During cell operation, the large delta P pressure drop across catalyst bed 24 is measured by any suitable means, such as, for. B. a mercury manometer 46, measured, one leg of which is connected to the line 30, in which the supplied steam and the carbon-containing fuel are mixed and through which the mixture enters the conversion zone 22 and the other leg of which is connected to the outlet conduit 34 through which the exhaust gases are withdrawn from the conversion zone 22.

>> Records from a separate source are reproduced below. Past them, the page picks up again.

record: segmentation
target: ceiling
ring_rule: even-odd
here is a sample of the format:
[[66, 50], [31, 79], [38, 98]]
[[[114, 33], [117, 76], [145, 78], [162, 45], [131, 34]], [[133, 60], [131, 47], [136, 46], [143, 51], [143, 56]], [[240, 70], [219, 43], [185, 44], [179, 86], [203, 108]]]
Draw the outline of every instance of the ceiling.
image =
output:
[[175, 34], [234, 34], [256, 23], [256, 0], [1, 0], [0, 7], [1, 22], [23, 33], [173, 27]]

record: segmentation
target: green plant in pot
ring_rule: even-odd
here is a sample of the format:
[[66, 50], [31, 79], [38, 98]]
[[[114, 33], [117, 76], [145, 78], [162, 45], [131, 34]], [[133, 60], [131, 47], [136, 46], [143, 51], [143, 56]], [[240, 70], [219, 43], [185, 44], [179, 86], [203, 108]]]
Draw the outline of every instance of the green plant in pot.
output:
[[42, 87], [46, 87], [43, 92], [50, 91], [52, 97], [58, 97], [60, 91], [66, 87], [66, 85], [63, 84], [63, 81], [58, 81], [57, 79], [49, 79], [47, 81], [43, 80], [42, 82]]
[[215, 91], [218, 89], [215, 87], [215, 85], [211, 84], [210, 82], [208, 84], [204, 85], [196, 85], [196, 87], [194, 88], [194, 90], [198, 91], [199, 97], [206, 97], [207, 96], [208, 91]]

A mixture of steam and propane in a ratio of 2.5 moles of steam per mole of carbon was introduced into a fuel cell of the type shown in the drawing. The conversion zone of the cell contained a nickel-coated alumina conversion catalyst containing 33 1/3 percent nickel and 5.75 percent sodium hydroxide, expressed as sodium metal. Reshaping in the zone took place at a temperature of approximately 450 ° C and a pressure of approximately one atmosphere. Under these conditions, continuous cell operation was achieved without any noticeable change in the pressure drop across the catalyst bed 24 after a continuous period of operation in excess of 1000 hours.

Several experiments were carried out with untreated, nickel-coated aluminum oxide catalysts, a propane or octane steam mixture being introduced into the reforming zone (steam to carbon ratio in the range from 2 to 5). Conversion was carried out at 450 ° and approximately one atmosphere pressure. Even with that At higher steam to carbon ratios (i.e., on the order of 5), the increase in pressure drop across the catalyst in the zone took place rapidly and reached such a level that the run had to be stopped after 10 hours after it was started. With lower steam to carbon ratios (2 to 3), the pressure drop over the zone increased even more rapidly, so that the run had to be aborted within 6 or fewer hours.

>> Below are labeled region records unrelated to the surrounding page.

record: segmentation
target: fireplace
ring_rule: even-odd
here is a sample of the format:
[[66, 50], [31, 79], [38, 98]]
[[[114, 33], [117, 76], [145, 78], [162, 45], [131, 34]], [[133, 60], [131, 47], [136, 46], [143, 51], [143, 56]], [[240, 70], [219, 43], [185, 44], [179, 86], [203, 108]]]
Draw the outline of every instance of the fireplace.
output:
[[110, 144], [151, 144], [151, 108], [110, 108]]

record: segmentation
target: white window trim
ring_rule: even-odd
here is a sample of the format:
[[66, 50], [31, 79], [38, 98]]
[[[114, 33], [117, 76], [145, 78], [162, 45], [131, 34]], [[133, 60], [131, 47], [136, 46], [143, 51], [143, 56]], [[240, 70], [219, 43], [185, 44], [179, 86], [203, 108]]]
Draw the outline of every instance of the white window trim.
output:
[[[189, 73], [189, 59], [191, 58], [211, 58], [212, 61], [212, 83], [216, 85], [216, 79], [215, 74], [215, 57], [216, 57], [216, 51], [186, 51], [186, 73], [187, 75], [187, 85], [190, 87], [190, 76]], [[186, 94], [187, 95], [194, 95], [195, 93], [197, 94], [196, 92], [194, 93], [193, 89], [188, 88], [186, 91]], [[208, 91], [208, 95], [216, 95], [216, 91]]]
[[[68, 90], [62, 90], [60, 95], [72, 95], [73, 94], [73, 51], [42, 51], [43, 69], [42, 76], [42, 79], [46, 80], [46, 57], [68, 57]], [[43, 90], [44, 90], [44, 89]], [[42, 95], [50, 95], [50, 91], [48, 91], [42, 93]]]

The present innovation thus specifies devices with which a continuous and reliable operation of a fuel cell, in which hydrogen is generated on site, can be achieved over longer periods of time by increasing the pressure drop over time over the conversion zone of the cell in which a nickel conversion catalyst is included. As a result of the present innovation, the possible uses for fuel cells which contain effective and inexpensive nickel catalysts are considerably expanded.

Claims (1)

Fuel cell with an electrolyte chamber with anode and cathode, which is separated by a hydrogen-permeable membrane in the anode from a conversion zone in which a nickel conversion catalyst is arranged, characterized in that the particles (24) of the catalyst in the conversion zone (22) have a Core made of refractory material and a nickel layer enveloping the core, wherein the refractory material of the particle core consists of about 0.5% to about 20% of an alkali or alkaline earth metal oxide, hydroxide or carbonate, based on the weight of the metal, or that the catalyst particles comprise an alkaline earth oxide coated with nickel.